Just keep swimming.
This was what I learned from Week 2+ of nanowrimo. What had been so easy the first week was a struggle the second week. Part of this was probably due to some changes in my outline that I foolishly didn’t take enough time to explore via brainstorming because I was too impatient.
Still the biggest challenge I faced in Week 2 was momentum. Week 1 (7 days) was 14,741 words, and Week 2+ (9 days) was 14,742. In 16 days, I wrote 29,483 words. This is awesome, and I am impressed with myself. It’s still more words than I’m supposed to have at this point, but now I’m in a tough spot. I’ll explain why later in this post.
Pulling the emergency brake on your train of thought kills flow.
This is the downside to writing in the morning when you have to go to work. Sometimes, I’d be right in the middle of a scene, and I’d know where I wanted to go, it was all in my head then, bam. Time to go to work. I’d have enough time to scribble a few notes down about where I was going with it, but by the time I got home, my brain was too exhausted to find that magical place again.
This meant that each morning I was starting in the middle of a scene, not the beginning of one, and this had a big impact on my productivity. I had to write longer in the evenings to approach my word count goal and a few days I didn’t hit those 1,667 words I was aiming for. I had enough cushion from previous days to keep me on track, but it was a frustrating experience. In an ideal world, I’d be able to write until I was ready stop each morning. On the other side of that, writing on weekday mornings gives me a focus and urgency I lack (and desperately need to cultivate) on weekends, precisely because I have a deadline.

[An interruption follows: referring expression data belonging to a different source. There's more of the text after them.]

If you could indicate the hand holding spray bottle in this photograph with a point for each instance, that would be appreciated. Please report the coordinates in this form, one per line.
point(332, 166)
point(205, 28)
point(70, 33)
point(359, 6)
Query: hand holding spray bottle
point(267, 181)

So how do I combat this momentum issue? There’s nothing I can do about having to leave for work in the morning. Switching to the evening is out of the question for me because I tried that for a long time and I’ve learned that I get a lot more done in the mornings. I think that taking a few minutes to write notes in my outline before starting a scene would have helped me write faster, reducing the amount of scene left unwritten at the end of a session. I also wish I had reread the whole scene before jumping back in, not just the last few paragraphs and my notes. I don’t care if I wrote those words a few hours ago, I need to get back into the feel of the scene, not just the action. I think I need to do more research on the topic. How do you keep up momentum?
When it comes to writing, even during the whirlwind of nanowrimo, patience and time spent preparing will pay for itself.
Most importantly, I’m a winner.
Yeah, that’s right. Since I’m doing nanowrimo “all wrong,” I even get to win “all wrong,” too. As of November 16th (Okay, full disclosure, I wrote 83 more words of it on November 17th), I’ve finished the first draft of The Ven Hypothesis. Sure it’s only at 72,700 words, but it’s YA, which runs shorter, and it’s a first draft. I tend to write short for my first drafts, based on my extensive past experience: the only other book I’ve finished clocked in around 71, 000 for its first draft. I know that I’ll be rewriting a few scenes, maybe adding some in, and definitely adding in setting descriptions. Setting is one of my first draft weaknesses. I’m not worried that it’s short.
My primary goal for nano was to finish this draft. As far as I’m concerned, this is a win. Without nano dragging me up that Week 2 hill, I probably would have rolled back down (momentum in the wrong direction). I hoped I’d be able to write 40,000 nano words by finishing my draft, but I knew that 50,000 was a long shot, based on what I knew about myself and what was left in my outline. Instead, I didn’t quite hit 30,000. I could stop here, do a victory dance, and let the nano pressure drop. But I’m not going to do that. Except for the victory dance part. That stays.
What will I do for the rest of nanowrimo?
I’m working on the outline for Book 3. Its events immediately follow those of Book 2, so taking my vague ideas and giving them structure and details will be the task of the remaining weeks. Book 2 still needs a lot of work, but Book 3’s outline will give me direction, especially as I go back and give the ending the fixes it desperately needs. The question I’m left with is, can I really get 20,000 more words written this month when I’m outlining? Is this a stupid thing to try? Does it really matter? More on this soon.